En page 2, on peut lire, sur deux colonnes et demie, le seul article “sérieux” pour lequel ce numéro semble avoir été destiné. Il s’agit d’un réquisitoire contre l’arrêté du 17 mai 1886 et contre son rédacteur, le Chef du Service judiciaire, le Procureur de la République par interim Pissarello. C’est un texte portant « réorganisation du corps des défenseurs, et réglant l’exercice du droit de défense des parties devant les tribunaux de la colonie »[5].

L’auteur de l’article, après un long développement, estime que ce texte est inopportun et « qu’il assimile les défenseurs à des collégiens qu’on met au pain sec pendant quinze jours quand ils n’ont pas été bien sages ». Assurément, le Procureur p.i. Pissarello est en conflit avec au moins un défenseur « qui possède un nez qui déplaît au ministère public ».

Le journal fait état de la rumeur selon laquelle ledit Pissarello pourrait être nommé titulaire de son poste.

À la rubrique “Âneries Ultra-Bécarres“, on lit cette information qui égratigne trois personnalités :

Il est question de l’installation de bancs sur la place du gouvernement. Il est certain que le beau naît (Frédéric Auguste Bonet, défenseur, qui fut élu le 13 juin au Conseil Général) dans la Colonie. Mort à qui nie (Dauphin Moracchini, Directeur de l’Intérieur, Gouverneur par interim) ce fait dont l’évidence s’impose à tous. Nos administrateurs nous paraissent désormais plus précieux que le diamant, car celui-ci, en effet, ne raie que le verre, tandis que pour le banc, c’est pis, ça raie l’eau (Pissarello, Procureur).”

Ça ne vole pas haut.

Le directeur de La Cloche, Gaston Cognet, est pris à partie. Outre l’annonce de sa future nomination comme défenseur, il est fait allusion à son refus de se battre en duel suite à un article paru dans son numéro 1.
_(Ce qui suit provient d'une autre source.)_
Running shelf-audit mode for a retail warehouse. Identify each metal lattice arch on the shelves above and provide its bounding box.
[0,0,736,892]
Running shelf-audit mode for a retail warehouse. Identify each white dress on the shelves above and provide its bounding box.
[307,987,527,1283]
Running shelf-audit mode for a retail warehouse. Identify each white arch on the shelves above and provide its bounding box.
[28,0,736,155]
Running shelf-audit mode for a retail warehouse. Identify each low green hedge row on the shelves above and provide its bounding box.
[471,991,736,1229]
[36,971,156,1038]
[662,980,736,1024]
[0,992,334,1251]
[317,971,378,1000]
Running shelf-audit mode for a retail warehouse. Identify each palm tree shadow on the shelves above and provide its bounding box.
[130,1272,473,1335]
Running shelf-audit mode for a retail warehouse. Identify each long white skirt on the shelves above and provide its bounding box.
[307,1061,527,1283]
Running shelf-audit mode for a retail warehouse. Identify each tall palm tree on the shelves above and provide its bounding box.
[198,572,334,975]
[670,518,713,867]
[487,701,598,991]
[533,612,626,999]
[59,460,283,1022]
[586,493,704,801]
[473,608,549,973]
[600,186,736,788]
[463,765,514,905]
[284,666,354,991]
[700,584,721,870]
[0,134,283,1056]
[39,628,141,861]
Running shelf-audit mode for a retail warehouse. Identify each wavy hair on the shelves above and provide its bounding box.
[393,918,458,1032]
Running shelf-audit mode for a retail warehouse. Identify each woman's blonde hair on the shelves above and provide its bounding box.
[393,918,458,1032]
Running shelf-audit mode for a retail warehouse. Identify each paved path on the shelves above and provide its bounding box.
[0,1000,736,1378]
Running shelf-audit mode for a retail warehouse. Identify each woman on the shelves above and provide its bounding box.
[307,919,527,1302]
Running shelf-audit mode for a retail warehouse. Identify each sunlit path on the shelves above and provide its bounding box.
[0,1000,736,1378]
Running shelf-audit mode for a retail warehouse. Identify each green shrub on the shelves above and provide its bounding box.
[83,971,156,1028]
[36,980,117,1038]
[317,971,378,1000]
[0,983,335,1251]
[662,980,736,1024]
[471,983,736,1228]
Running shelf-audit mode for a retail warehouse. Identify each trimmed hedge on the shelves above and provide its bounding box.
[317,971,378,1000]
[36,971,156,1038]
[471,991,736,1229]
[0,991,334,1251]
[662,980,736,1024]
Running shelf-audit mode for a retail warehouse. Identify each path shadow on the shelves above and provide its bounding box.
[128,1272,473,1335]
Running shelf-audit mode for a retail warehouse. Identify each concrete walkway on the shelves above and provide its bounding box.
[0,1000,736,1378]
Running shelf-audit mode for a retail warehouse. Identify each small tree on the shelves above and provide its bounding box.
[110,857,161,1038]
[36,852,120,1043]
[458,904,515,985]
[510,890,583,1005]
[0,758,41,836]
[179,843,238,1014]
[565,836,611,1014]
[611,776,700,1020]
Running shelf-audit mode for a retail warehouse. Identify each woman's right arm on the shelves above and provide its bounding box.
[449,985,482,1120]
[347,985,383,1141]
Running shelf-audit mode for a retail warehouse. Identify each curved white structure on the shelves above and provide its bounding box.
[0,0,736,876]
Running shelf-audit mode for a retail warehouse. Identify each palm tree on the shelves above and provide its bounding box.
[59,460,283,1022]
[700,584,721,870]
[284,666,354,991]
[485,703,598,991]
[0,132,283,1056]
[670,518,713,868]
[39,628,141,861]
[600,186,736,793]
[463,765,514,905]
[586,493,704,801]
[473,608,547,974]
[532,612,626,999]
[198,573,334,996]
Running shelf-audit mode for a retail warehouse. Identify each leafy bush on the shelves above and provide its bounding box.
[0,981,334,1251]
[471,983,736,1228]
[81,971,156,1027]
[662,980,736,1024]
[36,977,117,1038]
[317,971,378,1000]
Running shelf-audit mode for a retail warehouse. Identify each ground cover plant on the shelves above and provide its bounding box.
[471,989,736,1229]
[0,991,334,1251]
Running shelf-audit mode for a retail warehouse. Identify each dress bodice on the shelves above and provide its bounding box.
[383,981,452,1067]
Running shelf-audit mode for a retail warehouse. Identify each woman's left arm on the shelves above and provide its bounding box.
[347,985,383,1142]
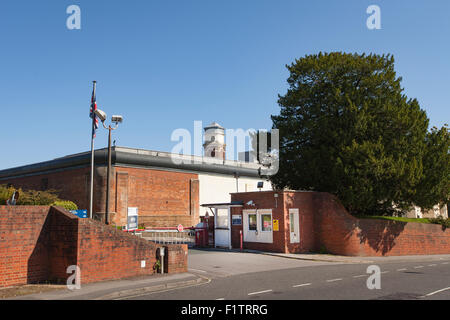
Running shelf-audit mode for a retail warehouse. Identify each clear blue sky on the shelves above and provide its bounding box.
[0,0,450,169]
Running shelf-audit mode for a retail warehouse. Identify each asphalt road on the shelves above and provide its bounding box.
[127,250,450,300]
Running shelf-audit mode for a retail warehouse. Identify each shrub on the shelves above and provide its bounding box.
[52,200,78,211]
[0,185,78,211]
[0,185,15,205]
[17,190,60,206]
[430,216,450,230]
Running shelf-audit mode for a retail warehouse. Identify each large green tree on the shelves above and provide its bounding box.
[271,52,448,214]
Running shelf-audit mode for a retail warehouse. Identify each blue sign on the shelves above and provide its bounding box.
[70,210,87,218]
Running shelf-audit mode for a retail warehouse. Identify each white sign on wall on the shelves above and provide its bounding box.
[127,207,138,230]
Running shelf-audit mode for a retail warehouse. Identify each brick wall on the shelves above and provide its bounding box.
[0,166,199,228]
[0,206,188,287]
[314,193,450,256]
[0,206,49,287]
[231,191,450,256]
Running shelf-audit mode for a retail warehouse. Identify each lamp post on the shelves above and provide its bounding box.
[96,109,123,224]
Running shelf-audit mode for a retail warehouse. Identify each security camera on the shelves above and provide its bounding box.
[95,109,107,122]
[111,115,123,123]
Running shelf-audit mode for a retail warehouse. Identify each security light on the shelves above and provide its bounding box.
[111,115,123,124]
[95,109,107,122]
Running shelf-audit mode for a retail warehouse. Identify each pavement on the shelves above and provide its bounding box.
[6,273,210,300]
[4,249,450,300]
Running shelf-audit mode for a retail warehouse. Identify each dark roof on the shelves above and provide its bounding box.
[0,147,260,180]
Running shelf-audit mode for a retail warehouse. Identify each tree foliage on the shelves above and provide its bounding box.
[271,52,449,215]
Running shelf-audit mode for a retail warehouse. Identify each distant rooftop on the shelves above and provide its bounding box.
[0,147,262,180]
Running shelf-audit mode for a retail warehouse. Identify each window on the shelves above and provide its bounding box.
[289,212,295,233]
[248,214,256,231]
[41,178,48,191]
[261,214,272,231]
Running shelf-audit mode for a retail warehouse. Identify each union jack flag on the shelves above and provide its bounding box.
[89,88,98,138]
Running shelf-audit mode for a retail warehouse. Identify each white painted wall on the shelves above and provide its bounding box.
[198,173,272,216]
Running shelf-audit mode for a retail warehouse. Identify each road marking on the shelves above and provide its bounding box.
[188,269,206,273]
[421,287,450,298]
[248,289,273,296]
[292,283,311,288]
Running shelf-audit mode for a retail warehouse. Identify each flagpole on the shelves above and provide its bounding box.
[89,81,97,219]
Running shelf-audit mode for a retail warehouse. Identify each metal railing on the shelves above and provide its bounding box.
[141,229,195,247]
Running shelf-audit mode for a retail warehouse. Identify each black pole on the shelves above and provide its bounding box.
[89,81,97,219]
[105,126,111,224]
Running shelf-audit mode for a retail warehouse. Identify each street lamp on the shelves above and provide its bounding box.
[95,109,123,224]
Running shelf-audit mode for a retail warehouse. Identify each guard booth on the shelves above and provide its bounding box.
[201,201,243,249]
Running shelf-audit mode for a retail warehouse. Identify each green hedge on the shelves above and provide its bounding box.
[0,185,78,210]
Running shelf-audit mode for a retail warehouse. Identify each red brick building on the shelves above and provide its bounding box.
[0,147,268,228]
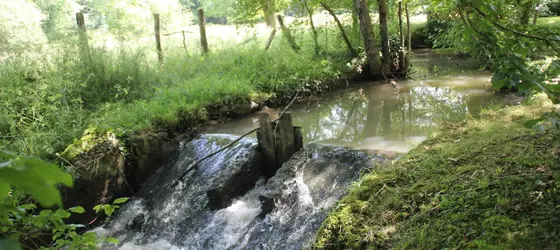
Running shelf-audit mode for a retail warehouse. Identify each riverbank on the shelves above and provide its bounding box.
[315,96,560,249]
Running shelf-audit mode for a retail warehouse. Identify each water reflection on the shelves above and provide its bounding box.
[200,49,511,152]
Quatre personnages sont présentés comme candidats de Papeete aux élections générales, mais ils ne sont désignés que par des surnoms : Cyclope, dit Cherche-Oreilles ; Mac-Aroni, dit Jambe-de-Coton, Violet, fabricant de pipes, et Bloum-Pudding. Il est tentant d’y voir les quatre élus : Bonet, Cardella, Langomazino et Liais. Dans la rubrique “Avis” en dernière page, on retrouve trois de ces sobriquets dans deux annonces fantaisistes :

– Il a été perdu une caisse de pipes Violet – La rapporter à l’usine Bloum-Pudding, à S. Francisco – Récompense au net.

– Spécialité de “Lapins pour Dames” – S’adresser à Mac-Aroni, à Papeete.

La rubrique “Mouvements du Porc” (port) est aussi fantaisiste que le reste, avec “Guère de navires entrés” (au lieu de navires de guerre), etc.

Deux articles se rapportent aux élections. L’un, signé Léo Delpech, “Candidat Larmoyant“, propose “l’Union des Peuples, sous les auspices d’une divinité souveraine : Inclinons nos fronts poudreux devant la PENSÉE LIBÉRALE“.

L’autre, signé Mouchy, “candidat Va-nu-Pieds” propose un programme en trois points : “Je soutiens l’hôpital chinois, la Direction de l’Intérieur, l’asile des aliénés, toutes institutions très-salubres“.

Il y a encore bien d’autres passages qui se veulent humoristiques…

Journal de circonstance (à la veille d’une élection), sans lendemain, on ne sait pas à quel nombre d’exemplaires il fut tiré, ni s’il suscita de l’intérêt – et auprès de qui ? Ses auteurs s’en désintéressèrent-ils très vite ? Y eut-il des pressions pour les faire taire ?…

T022 01
T022 02
T022 03
T022 04

[1]     À la page 3, il est dit, dans la rubrique “Informations” : « On parle de la nomination de M. J-T. Cognet, agent  d’affaires, comme défenseur ». Or la décision, en date du 9 juin, paraît au JO des ÉFO du 10 juin.

[2]     Bécarre : signe qui indique sur une partition qu’il faut restituer sa hauteur naturelle à une note précédemment altérée (diésée ou bémolisée). Cléide était une des trois nymphes ayant élevé Bacchus sur l’île de Naxos.

[3]     O’Reilly, Bibliographie de Tahiti, Paris, 1967.

[4]     Mal de (la) macaque : une bronchite.

[5]     JO des ÉFO du jeudi 20 mai 1886.